If someone is made to climb a mountain, they'll find the easiest path, and perhaps even cheat.

If someone desires to climb a mountain, they may even make it more difficult—challenging—for themselves if the route doesn't light their fire.

If it were human nature to go the easy route, I wouldn't be sitting here writing out a response! No one would write a novel. No one would climb Mt. Everest. No one would bake a cherry pie from scratch. No one would have kids.
—Joyce Fetteroll

SandraDodd.com/joyce/pressure
Photo by Sandra Dodd, of Holly Dodd riding a steam train restored and largely operated by volunteers. The easy route would have been for them to stay home and read books and watch movies about trains.

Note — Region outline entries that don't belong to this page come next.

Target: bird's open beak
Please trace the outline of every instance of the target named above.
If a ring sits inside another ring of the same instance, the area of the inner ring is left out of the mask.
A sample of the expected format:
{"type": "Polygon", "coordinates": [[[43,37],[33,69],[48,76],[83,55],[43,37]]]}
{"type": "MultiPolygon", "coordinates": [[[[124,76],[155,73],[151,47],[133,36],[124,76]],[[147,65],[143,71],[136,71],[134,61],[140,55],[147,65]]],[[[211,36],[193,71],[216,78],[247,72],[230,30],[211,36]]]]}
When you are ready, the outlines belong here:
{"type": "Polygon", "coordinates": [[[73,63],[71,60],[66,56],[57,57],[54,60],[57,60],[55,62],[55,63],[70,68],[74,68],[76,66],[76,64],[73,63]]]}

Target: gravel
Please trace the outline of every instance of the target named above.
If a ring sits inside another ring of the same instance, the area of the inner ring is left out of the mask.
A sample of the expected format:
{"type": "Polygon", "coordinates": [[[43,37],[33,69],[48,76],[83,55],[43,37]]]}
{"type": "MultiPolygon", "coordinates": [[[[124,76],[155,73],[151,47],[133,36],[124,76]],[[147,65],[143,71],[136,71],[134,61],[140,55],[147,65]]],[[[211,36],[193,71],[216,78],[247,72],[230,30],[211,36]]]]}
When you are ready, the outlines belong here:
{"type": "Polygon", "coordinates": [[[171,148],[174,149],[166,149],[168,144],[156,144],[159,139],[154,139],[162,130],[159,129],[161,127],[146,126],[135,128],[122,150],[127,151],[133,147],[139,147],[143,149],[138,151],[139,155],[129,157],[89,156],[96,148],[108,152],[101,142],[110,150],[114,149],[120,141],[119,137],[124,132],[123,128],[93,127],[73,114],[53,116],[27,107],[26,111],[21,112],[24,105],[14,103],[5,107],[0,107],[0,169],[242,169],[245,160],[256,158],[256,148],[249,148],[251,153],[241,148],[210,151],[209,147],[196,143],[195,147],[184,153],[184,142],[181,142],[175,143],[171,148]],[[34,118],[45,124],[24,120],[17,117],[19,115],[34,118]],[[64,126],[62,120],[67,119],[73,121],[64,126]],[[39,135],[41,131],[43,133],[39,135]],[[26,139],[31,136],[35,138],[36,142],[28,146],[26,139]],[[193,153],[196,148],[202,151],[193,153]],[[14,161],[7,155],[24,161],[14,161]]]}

Tuesday, September 13, 2022

Peace and comfort

The imagery and analogy of "path" and "bridge" are helpful, in looking at parenting, and at the way time passes as life continues. We are "on a journey" with our children, even if we're staying in the same house, in the same town.

Deciding which way to go, which path to take, is a good way to look at the many little choices parents make all the time, about how to respond, what tone to use, remembering to have a soft face and a smile, so the child can be calm and feel loved.

Sometimes a path might seem scary, but if you're there with your child, you can provide peace and comfort.